Shaik Hussaini v. The State (through Public Prosecutor)
1972-03-03
A.D.V.REDDY
body1972
DigiLaw.ai
Judgment.- These two petitions are against the conviction of the same accused in two different cases one against a conviction under section 70 B of the City Police Act and another against a conviction under section 71 of the said Act by the First class Magistrate Bench Court at Hyderabad in C.C. Nos. 2254 and 2807 of 1969 respectively. 2. The only point urged in these revisions by Mr. Hasan and Mr. Dixit the learned Counsel is that the offences under above provisions, for which the accused were convicted are non-cognizable offences that under section 155(2), Criminal Procedure Code, no police officer should investigate a non-cognizable offence without the order of a Magistrate of the 1st or second class having power to try such case or commit the same for trial and as no such order had been obtained in these two cases, the. filing of the charge-sheets by the police is bad and the entire trial is vitiated. 3. Section 4(1) of the Criminal Procedure Code, reads as follows: “‘Cognizable offence’ means an offence for and ‘cognizable case’ means a case in which a police-officer, within or without the presidency-towns may in accordance with the second schedule or under any law for the time being in force arrest without warrant”. It is now contended that at the bottom of Schedule II in the Criminal Procedure Code, it is shown that with regard to offences under other laws, if the offence is one punishable with imprisonment for less than one year, the accused concerned shall not be arrested without a warrant and as the offences with which the accused had been charged in this case being those under sections 70 and 71 of the City Police Act punishable only with a maximum sentence of imprisonment of 8 days or fine in the case of section 70 and only with a fine in the case of section 71, are not cognizable offences and as such the provisions of section 155(2) have to be strictly complied with and as there has been no such compliance in so far as the sanction of the Magistrate has not been obtained the trial is vitiated. 4. The above contention is untenable. What is contained at the bottom of Schedule II of Criminal Procedure Code, is a general provision.
4. The above contention is untenable. What is contained at the bottom of Schedule II of Criminal Procedure Code, is a general provision. Section 4(1) of the Criminal Procedure Code, defining a ‘cognisable offence’ itself says that it will be a cognizable offence if the police officer may in accordance with the second schedule or under any law for the time being in force arrest without warrant. In these cases the offences may not be cognizable offences, as per the second schedule but they are cognizable under the Hyderabad City Police Act. The accused have been prosecuted for the offences under sections 70 and 71 of the Hyderabad City Police Act. Section 30(b) of the said Act stipulates that any police officer may without an order from the Magistrate and without a warrant may arrest any person who is liable to be punished for offences under sections 70 and 71 committed before him. Therefore to that extent they become cognizable offences. In both the cases we are concerned with, the accused were arrested without warrants as the offences were committed before the police officers and charge-sheets were filed. In Delhi Administration v. Prakash Chand1, it was held that the offence under sections 3 and 4 of the Delhi Public Gambling Act (IX of 1955), were cognisable offences, as section 5 of the Act gave the Superintendent of Police power to arrest without a warrant. In State v. Shantilal2, it was held that offence under section 26 of the Maharashtra Municipalities Act (XLVI of 1955), is cognizable, as section 305 of the Act empowers a police-officer to arrest without a warrant and to take such steps as are necessary for preventing the contravention of the provisions. In Maroti v. Emperor3, it was further held that even if the power to arrest without a warrant is limited to any particular class of police officer, that does not prevent the offence under section 34 of the Police Act being regarded as a cognizable one.

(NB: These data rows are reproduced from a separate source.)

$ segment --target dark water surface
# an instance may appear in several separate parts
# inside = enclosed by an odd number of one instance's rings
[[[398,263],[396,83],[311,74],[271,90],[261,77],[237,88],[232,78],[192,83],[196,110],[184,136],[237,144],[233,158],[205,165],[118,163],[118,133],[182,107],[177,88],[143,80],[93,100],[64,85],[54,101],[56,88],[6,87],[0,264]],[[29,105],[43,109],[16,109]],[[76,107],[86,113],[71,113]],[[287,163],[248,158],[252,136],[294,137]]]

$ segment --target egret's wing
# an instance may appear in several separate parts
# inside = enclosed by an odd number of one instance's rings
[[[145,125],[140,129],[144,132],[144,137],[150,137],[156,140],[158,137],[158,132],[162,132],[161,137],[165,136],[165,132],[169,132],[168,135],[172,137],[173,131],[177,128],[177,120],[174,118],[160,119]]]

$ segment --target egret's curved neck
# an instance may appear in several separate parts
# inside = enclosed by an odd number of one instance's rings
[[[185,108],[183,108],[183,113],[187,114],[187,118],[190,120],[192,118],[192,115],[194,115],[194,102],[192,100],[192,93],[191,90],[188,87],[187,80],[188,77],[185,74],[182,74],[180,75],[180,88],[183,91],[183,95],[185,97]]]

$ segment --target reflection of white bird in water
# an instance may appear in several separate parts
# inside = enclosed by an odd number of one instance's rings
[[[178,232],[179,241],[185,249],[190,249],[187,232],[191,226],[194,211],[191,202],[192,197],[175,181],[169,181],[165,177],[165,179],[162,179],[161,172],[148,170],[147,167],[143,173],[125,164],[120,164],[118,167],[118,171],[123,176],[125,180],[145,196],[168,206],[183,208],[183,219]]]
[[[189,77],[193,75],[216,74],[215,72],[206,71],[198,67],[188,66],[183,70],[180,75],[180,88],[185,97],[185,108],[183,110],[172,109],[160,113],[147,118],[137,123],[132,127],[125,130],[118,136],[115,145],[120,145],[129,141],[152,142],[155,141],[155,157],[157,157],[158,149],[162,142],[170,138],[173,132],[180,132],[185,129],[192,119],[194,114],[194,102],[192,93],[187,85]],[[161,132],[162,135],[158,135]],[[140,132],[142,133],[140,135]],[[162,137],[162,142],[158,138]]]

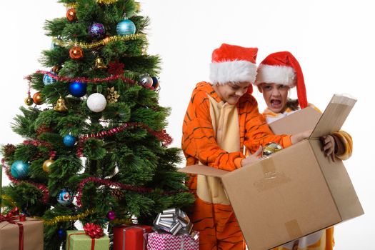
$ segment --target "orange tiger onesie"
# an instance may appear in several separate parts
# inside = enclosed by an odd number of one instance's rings
[[[184,119],[182,149],[186,166],[201,163],[233,171],[245,158],[274,141],[283,147],[290,136],[275,136],[259,113],[255,99],[245,94],[236,105],[224,103],[207,82],[196,84]],[[191,219],[199,231],[199,249],[244,249],[246,244],[219,179],[192,175],[187,183],[196,194]]]

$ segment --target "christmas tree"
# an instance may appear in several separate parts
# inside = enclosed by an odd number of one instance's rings
[[[49,70],[25,79],[29,96],[12,124],[24,138],[2,146],[11,181],[2,206],[44,221],[44,248],[59,249],[75,222],[111,231],[151,225],[194,196],[168,148],[169,109],[158,104],[160,59],[148,55],[149,23],[133,0],[59,0],[66,16],[47,21]],[[50,69],[50,70],[49,70]]]

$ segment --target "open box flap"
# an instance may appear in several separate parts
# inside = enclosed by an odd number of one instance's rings
[[[340,130],[356,102],[353,98],[334,94],[310,138],[317,139]]]
[[[269,124],[275,134],[295,134],[313,129],[321,114],[308,106]]]

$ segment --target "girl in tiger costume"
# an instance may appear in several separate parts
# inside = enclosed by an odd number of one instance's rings
[[[286,147],[309,136],[274,135],[251,95],[256,74],[258,49],[223,44],[212,53],[210,83],[193,91],[184,119],[182,149],[186,165],[201,164],[227,171],[256,161],[261,145]],[[244,148],[252,155],[246,158]],[[190,218],[199,231],[199,249],[245,249],[242,233],[220,180],[192,175],[189,187],[196,194]]]
[[[255,85],[263,94],[267,108],[263,115],[267,123],[289,115],[307,106],[304,75],[294,56],[288,51],[269,55],[259,64]],[[298,100],[288,98],[291,88],[296,86]],[[320,111],[319,111],[320,112]],[[351,155],[353,141],[346,132],[339,131],[323,136],[323,150],[326,156],[345,160]],[[331,250],[334,248],[334,228],[322,230],[296,241],[289,242],[274,250]]]

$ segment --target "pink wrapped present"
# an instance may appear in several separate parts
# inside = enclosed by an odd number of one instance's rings
[[[149,234],[148,250],[198,250],[199,249],[199,233],[189,234]]]

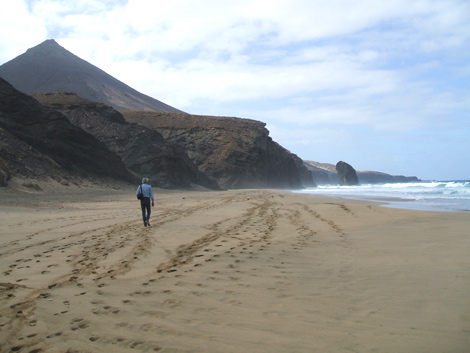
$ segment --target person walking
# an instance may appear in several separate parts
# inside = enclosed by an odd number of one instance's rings
[[[137,198],[139,198],[139,194],[142,194],[140,198],[140,207],[142,208],[142,219],[144,220],[144,226],[150,227],[150,214],[152,213],[152,207],[155,205],[154,197],[153,197],[153,190],[152,186],[149,184],[148,178],[142,179],[142,184],[137,187],[137,191],[135,193]],[[150,201],[152,203],[152,207],[150,207]]]

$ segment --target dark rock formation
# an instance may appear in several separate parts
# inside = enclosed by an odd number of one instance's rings
[[[73,175],[131,180],[121,159],[104,144],[3,79],[0,137],[0,169],[2,174],[6,171],[7,179],[11,173],[55,179]]]
[[[302,161],[255,120],[157,112],[123,112],[127,121],[159,131],[182,146],[206,175],[227,189],[314,186]]]
[[[312,178],[317,185],[338,184],[338,174],[333,164],[304,161],[304,165],[310,170]]]
[[[180,112],[127,86],[52,39],[0,66],[0,77],[27,94],[70,91],[117,110]]]
[[[420,181],[415,176],[390,175],[381,172],[357,172],[361,184],[387,184],[387,183],[412,183]]]
[[[338,173],[334,164],[304,161],[305,166],[312,172],[313,180],[318,185],[337,185]],[[390,175],[381,172],[356,171],[360,184],[410,183],[420,181],[415,176]]]
[[[139,179],[149,177],[154,186],[162,188],[188,189],[196,184],[219,189],[182,148],[165,141],[158,131],[126,122],[121,113],[107,105],[74,93],[45,93],[34,97],[103,142]]]
[[[0,132],[0,136],[2,136],[2,132]],[[2,149],[0,149],[0,155],[2,154],[2,152]],[[6,162],[0,157],[0,186],[7,186],[10,177],[10,170]]]
[[[359,185],[356,170],[348,163],[339,161],[336,163],[339,185]]]

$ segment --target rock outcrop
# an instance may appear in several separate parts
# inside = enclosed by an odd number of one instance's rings
[[[52,39],[1,65],[0,77],[27,94],[75,92],[117,110],[180,112],[127,86]]]
[[[34,97],[103,142],[139,180],[146,176],[152,185],[169,189],[189,189],[193,185],[219,189],[216,181],[199,171],[181,147],[165,141],[158,131],[126,122],[121,113],[107,105],[74,93]]]
[[[196,166],[222,188],[314,186],[302,160],[274,142],[263,122],[158,112],[123,115],[183,147]]]
[[[312,178],[317,185],[337,185],[338,173],[334,164],[304,161],[304,165],[310,170]]]
[[[420,181],[415,176],[390,175],[381,172],[357,172],[359,183],[361,184],[387,184],[387,183],[412,183]]]
[[[336,171],[339,185],[359,185],[356,170],[348,163],[339,161],[336,163]]]
[[[3,79],[0,166],[7,179],[10,174],[57,180],[75,176],[132,179],[121,159],[104,144]]]
[[[318,185],[337,185],[338,173],[336,166],[330,163],[304,161],[305,166],[311,171],[313,180]],[[387,183],[412,183],[420,181],[415,176],[390,175],[382,172],[356,171],[359,184],[387,184]]]

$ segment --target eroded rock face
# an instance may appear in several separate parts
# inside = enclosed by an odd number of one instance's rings
[[[222,188],[314,186],[300,158],[274,142],[263,122],[161,112],[123,115],[182,146],[196,166]]]
[[[121,157],[136,181],[145,176],[152,185],[162,188],[187,189],[194,184],[219,189],[182,148],[165,141],[158,131],[126,122],[121,113],[107,105],[74,93],[45,93],[34,97],[103,142]]]
[[[12,175],[131,180],[121,159],[61,113],[0,79],[0,160]]]
[[[339,161],[336,163],[339,185],[359,185],[356,170],[348,163]]]

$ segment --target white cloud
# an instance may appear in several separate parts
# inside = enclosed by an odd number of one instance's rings
[[[468,126],[467,0],[27,5],[0,5],[4,61],[53,37],[179,109],[284,129],[279,136],[292,135],[285,140],[291,149],[311,144],[308,136],[319,141],[317,131],[341,131],[346,139],[361,126],[397,133],[429,124]]]
[[[37,45],[45,36],[43,19],[31,15],[22,1],[0,3],[0,64]]]

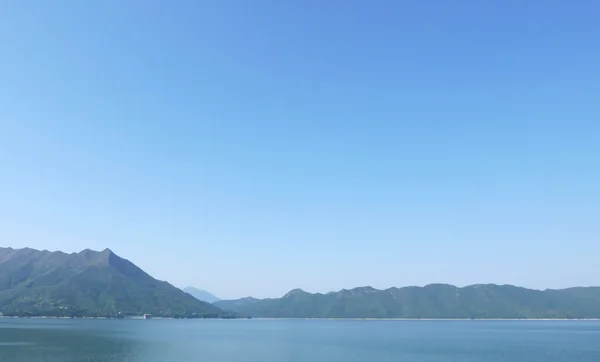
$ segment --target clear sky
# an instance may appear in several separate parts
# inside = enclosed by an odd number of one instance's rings
[[[600,285],[600,2],[2,2],[0,241],[224,298]]]

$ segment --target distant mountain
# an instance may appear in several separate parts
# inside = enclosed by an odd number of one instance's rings
[[[220,300],[213,294],[211,294],[203,289],[187,287],[187,288],[184,288],[183,291],[190,294],[192,297],[194,297],[198,300],[201,300],[203,302],[206,302],[206,303],[214,303],[214,302],[218,302]]]
[[[327,294],[294,289],[281,298],[222,300],[216,306],[271,318],[600,318],[600,287],[532,290],[446,284]]]
[[[214,302],[213,304],[223,310],[236,310],[239,308],[243,308],[246,305],[256,303],[261,301],[261,299],[256,299],[252,297],[246,297],[241,299],[233,299],[233,300],[219,300]]]
[[[227,317],[109,249],[80,253],[0,248],[4,315]]]

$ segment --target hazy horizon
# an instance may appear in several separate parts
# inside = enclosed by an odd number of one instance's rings
[[[0,240],[224,299],[597,285],[598,14],[7,3]]]

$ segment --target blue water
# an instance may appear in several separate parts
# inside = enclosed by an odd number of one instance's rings
[[[599,362],[597,321],[0,319],[1,362]]]

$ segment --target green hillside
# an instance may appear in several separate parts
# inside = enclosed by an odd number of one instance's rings
[[[272,318],[600,318],[600,288],[540,291],[511,285],[431,284],[327,294],[295,289],[282,298],[223,300],[215,305]]]
[[[106,249],[0,248],[0,311],[22,316],[227,317]]]

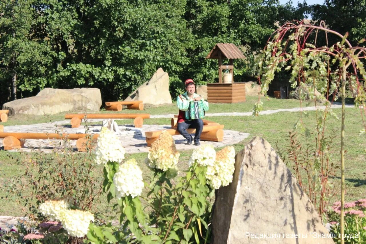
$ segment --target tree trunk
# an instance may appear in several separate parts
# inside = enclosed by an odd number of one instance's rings
[[[13,99],[16,100],[16,73],[15,72],[13,74],[13,77],[11,78],[11,93]]]
[[[344,118],[346,116],[346,68],[343,68],[342,74],[342,125],[341,133],[341,217],[339,225],[341,226],[341,244],[344,244]]]

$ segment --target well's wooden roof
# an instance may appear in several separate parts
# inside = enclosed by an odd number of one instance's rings
[[[206,59],[219,59],[219,52],[221,51],[221,57],[228,59],[245,58],[243,53],[232,43],[217,43],[211,50]]]

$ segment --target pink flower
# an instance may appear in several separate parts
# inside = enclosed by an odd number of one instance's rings
[[[44,237],[41,234],[28,234],[24,236],[25,240],[39,240]]]
[[[366,208],[366,202],[359,202],[358,206],[364,208]]]
[[[356,207],[356,203],[355,203],[354,202],[347,203],[344,204],[345,208],[353,208],[354,207]]]
[[[350,211],[346,211],[344,212],[345,213],[346,212],[348,212],[347,213],[348,214],[355,214],[356,215],[358,215],[359,214],[363,214],[363,212],[361,210],[352,210]]]
[[[52,225],[58,225],[59,222],[57,221],[47,221],[44,223],[41,223],[38,226],[41,228],[49,228]]]
[[[57,225],[52,225],[48,229],[48,231],[50,232],[55,232],[58,231],[60,229],[62,228],[62,225],[59,223]]]

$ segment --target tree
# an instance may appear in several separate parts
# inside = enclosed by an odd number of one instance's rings
[[[44,86],[43,74],[51,62],[50,50],[42,40],[35,39],[37,13],[34,1],[0,3],[0,82],[9,89],[7,100],[16,99],[17,88]]]
[[[324,4],[314,4],[311,8],[313,20],[324,21],[329,29],[339,33],[348,32],[348,38],[353,45],[366,35],[365,0],[326,0]]]
[[[323,27],[300,23],[290,23],[280,27],[271,37],[267,45],[258,56],[257,60],[257,74],[262,84],[261,93],[264,94],[274,78],[274,73],[283,68],[291,71],[290,80],[293,88],[300,84],[310,86],[310,94],[318,90],[323,94],[333,93],[336,97],[341,90],[342,99],[342,118],[341,135],[341,197],[340,225],[341,243],[344,243],[344,121],[346,83],[356,94],[355,105],[361,106],[363,118],[366,115],[366,89],[361,80],[366,80],[366,72],[361,60],[366,58],[366,48],[364,47],[353,47],[347,40],[347,34],[342,35],[337,32]],[[330,46],[315,46],[309,43],[308,39],[312,32],[318,34],[330,33],[337,37],[339,41]],[[317,36],[317,35],[315,36]],[[365,41],[364,39],[362,41]],[[333,64],[332,66],[330,64]],[[335,67],[335,68],[334,67]],[[261,109],[262,104],[259,100],[254,107],[254,113],[257,114]],[[326,104],[326,109],[322,116],[317,118],[316,153],[314,162],[320,162],[321,157],[327,153],[324,148],[325,122],[328,115],[329,103]],[[366,132],[366,125],[363,122],[363,133]],[[318,176],[322,182],[322,174]],[[320,212],[320,214],[322,213]]]

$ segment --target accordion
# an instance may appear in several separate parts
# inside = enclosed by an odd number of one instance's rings
[[[203,101],[191,101],[189,103],[188,110],[186,111],[186,119],[197,119],[205,117]]]

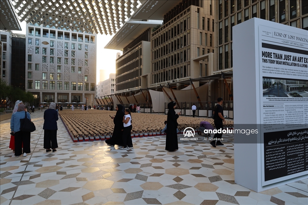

In Maroti v. Emperor3, it was further held that even if the power to arrest without a warrant is limited to any particular class of police officer, that does not prevent the offence under section 34 of the Police Act being regarded as a cognizable one. There also the phrase used was “it shall be lawful for any police officer to take into custody, without a warrant, any person who in his view commits any of such offences” and it was held that they should not be construed as a conditional power, that it should rather be taken as limiting the power to certain police-officers, not by any category or class, but by the conditions existing at the time of the commission of the offence, i.e., those who witnessed the offence. This answers the contention of the learned Counsel that as the police-officer could arrest without a warrant only if the offences are committed in their presence, it is a conditional power and it is not an unfettered and unconditional power and as such it would not make the offence a cognizable one. In the present case, as section 30 of the Hyderabad City Police Act itself empowers any police-officer to arrest without warrant persons committing the offences risted therein including offences under sections 70 and 71 of the Act in their presence, the offences for which the accused were prosecuted in both the Cases are cognizable offences, for which the sanction under section 155(2), Criminal Procedure Code, is not necessary and the police themselves can file the charge sheets therefor. There is therefore no force in the contention of the learned Counsel that the trials in these cases are vitiated. 5. These two petitions are therefore dismissed. A.B.K. ----- Petitions dismissed.